Aim. To develop a protocol of direct and cell-mediated gene therapy for ischemic stroke. Methods. Viral vector carrying green fluorescent protein (GFP) reporter gene was created on the basis of human adenovirus serotype 5 (Ad5). The umbilical blood supply was preserved according to instructions of Kazan State Medical Uuniversity Stem cell bank. Umbilical cord blood mononuclear cells were isolated in a ficoll density gradient by standard procedure and transduced with Ad5-GFP. Ischemic cerebral stroke in rats was caused by distal occlusion of the middle cerebral artery through trephination hole in a temporal bone under surgical microscope. Within four hours after modeling stroke in the anesthetized animals laminectomy was performed at the L4-L5 level, and (1) 0.9% sodium chloride solution, (2) Ad5-GFP and (3) umbilical cord blood mononuclear cells + Ad5-GFP were inserted intrathecally.
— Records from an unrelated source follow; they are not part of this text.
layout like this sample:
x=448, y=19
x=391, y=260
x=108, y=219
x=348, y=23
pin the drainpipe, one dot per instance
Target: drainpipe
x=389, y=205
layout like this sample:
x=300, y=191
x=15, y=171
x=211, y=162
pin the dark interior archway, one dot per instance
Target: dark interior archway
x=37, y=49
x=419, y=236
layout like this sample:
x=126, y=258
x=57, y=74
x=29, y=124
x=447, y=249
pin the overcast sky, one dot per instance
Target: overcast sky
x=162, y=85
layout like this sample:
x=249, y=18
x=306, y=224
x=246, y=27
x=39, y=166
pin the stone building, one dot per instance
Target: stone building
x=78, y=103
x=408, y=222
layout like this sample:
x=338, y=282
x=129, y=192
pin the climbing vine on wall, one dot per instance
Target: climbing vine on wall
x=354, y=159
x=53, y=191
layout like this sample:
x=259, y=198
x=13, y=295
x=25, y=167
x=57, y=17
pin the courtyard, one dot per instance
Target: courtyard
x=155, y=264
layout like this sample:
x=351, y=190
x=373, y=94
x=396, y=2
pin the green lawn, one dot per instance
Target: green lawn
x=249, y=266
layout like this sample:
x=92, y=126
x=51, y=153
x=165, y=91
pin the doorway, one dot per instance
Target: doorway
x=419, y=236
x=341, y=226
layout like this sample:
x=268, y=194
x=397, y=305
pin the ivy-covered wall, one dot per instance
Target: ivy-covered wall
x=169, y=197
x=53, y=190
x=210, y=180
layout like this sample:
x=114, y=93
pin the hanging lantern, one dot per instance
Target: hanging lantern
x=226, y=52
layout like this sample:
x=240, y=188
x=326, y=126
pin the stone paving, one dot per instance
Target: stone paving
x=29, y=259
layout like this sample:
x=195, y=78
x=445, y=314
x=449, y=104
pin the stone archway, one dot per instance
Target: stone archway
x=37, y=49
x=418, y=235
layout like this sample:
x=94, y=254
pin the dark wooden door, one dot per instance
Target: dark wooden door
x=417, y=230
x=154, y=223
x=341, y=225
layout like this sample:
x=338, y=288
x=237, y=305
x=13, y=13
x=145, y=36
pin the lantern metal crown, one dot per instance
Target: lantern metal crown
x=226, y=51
Survival, targeted migration to the focus of neurodegeneration, the ability to synthesize recombinant protein and the effect of umbilical cord blood mononuclear cells on the infarction area were assessed using luminescent microscopy and morphometric analysis. Results. GFP expression in the area of the stroke was established 3 weeks after stroke modeling, both after intrathecal insertion of Ad5-GFP and after xenotransplantation of umbilical cord blood mononuclear cells Ad5-GFP transduced ex vivo. When comparing the areas of cerebral infarction 3 weeks after modeling the stroke, in animals from umbilical cord blood mononuclear cells + Ad5-GFP group the median of the infarction area was 47.4% less than in animals receiving isotonic saline solution. Conclusion. Umbilical cord blood mononuclear cells + Ad5-GFP after intrathecal insertion to animals with ischemic stroke, are capable of targeted migration to the neurodegeneration site as well as of recombinant protein synthesis; the results suggest the expediency of delivering therapeutic genes to ischemic zone via umbilical cord blood mononuclear cells overexpressing neurotrophic factors.